The RI Family Court used to have a judge (now retired) who would quickly lose his temper with parties or lawyers in a divorce action who were fighting needlessly when no minor children were involved.
“You two can’t divide the coconuts?” He would remark.
He had a point.
The cost of child-less divorce is rising dramatically throughout the nation, and there is no reason for it other than predatory lawyers inciting and profiting from the raw emotions inherent to the system. Knock it off. In fact, knock off all the petty in-fighting that causes the prices of divorces involving children to skyrocket too. The lawyers are the only ones who benefit from these protracted cases: the children suffer, the judge suffers, and the parties definitely suffer. We profit. Count me among the attorneys asking for reform. Enough.
How is it that everyone hates attorneys until they can use one to make their ex suffer? Is it possible to hate an ex more than you hate an attorney? Stop trying to screw on another over. Stop trying to win. You go to Family Court like you go to the DMV – only when you need to in order to get something done then get the hell out.
Spite pays the mortgage, “ladies” and “gentlemen”. We are the first to admit it.
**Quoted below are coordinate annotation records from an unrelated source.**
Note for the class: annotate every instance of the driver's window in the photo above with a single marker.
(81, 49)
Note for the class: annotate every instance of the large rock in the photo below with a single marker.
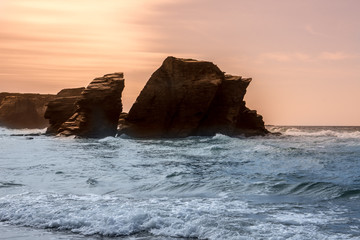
(97, 109)
(19, 110)
(187, 97)
(61, 108)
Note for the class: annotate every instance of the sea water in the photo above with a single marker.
(303, 184)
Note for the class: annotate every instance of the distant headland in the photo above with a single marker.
(184, 97)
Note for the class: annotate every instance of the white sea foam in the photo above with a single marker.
(340, 132)
(275, 187)
(211, 218)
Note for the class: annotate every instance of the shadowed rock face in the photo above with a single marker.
(186, 97)
(97, 109)
(61, 108)
(26, 110)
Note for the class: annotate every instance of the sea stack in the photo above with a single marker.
(97, 109)
(186, 97)
(23, 110)
(61, 108)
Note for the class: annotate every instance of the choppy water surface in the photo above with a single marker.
(304, 184)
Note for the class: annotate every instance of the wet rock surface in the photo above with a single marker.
(26, 110)
(61, 108)
(97, 109)
(186, 97)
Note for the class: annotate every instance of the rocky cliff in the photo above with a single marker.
(97, 109)
(19, 110)
(61, 108)
(187, 97)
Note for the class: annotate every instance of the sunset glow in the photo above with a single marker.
(303, 56)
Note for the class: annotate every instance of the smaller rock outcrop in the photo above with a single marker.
(23, 110)
(61, 108)
(97, 109)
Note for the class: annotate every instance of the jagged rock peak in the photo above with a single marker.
(97, 109)
(187, 97)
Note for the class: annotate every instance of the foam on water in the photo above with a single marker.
(210, 218)
(303, 184)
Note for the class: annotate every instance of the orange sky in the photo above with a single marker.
(303, 55)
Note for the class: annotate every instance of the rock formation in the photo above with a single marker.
(61, 108)
(19, 110)
(187, 97)
(97, 109)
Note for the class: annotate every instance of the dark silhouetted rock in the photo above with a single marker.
(97, 109)
(61, 108)
(186, 97)
(19, 110)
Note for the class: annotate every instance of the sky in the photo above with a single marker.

I had a client tell me today – I am paraphrasing, but doing so pretty accurately – that he would gladly pay me six thousand in legal fees if that gambit ended up costing his spouse a grand.
Now, it takes a good long time to get to that point. And I don’t doubt he meant it. He didn’t start out this way. This process (and yes, his spouse) made him this way. He will calm down.
You might think I should celebrate remarks – and mindsets – like this one. Hatred pays for the Porsche. Maybe someday it will, but I hope not. Give me a Honda and a bit of peace of mind any day.
At least in a child-less divorce a statement like that one can be passed off as raw bitterness. But in a divorce involving children your ex is still mom or dad. Say you are successful. Say Mom pays Lawyer $6k and as a result Dad loses $1k. Know what the math is on that? YOUR KIDS LOST $7k! Robbing your spouse is robbing your own children. Period. Imagine how much you have to hate the other parent that you would rather your lawyer have money than your kids.
As I tell my clients in situations like this, there is no throne here. There are no winners. A divorce is a process by which two lawyers, one judge, and a pocket full of mixed prescription pills try their damn best to divide the water in the marital jug between two seething parties. We can’t add water to the jug. We can’t make it lemonade. All we can do is split it equally(ish), adjust for anticipated tax consequences, and try to spill as little as possible. That is it. That is the whole gig. Water in jugs passing under a bridge.
And don’t try to legitimize the legal expense by claiming you are paying $10k for a divorce attorney because it benefits the kids. Or is in their best interest. You spend that kind of money because you hate your spouse more than you love your kids.
Know what kids want (assuming they are safe and loved)? They want to have two parents still. That’s what they want. And to be left out of your Lifetime (and lifetime) drama.
Save yourself thousands on legal fees. You don’t have to fight over absolutely everything. Give up a divan. Let the bank account with $300.00 go. Take some of that money you saved not paying your attorney to fight to the end of the earth and go on vacation with your kids. Or kick it into a college fund. Donate it to Bernie. Something. Anything is better than fighting it out in court. Literally any use of money is better than outrageous legal fees.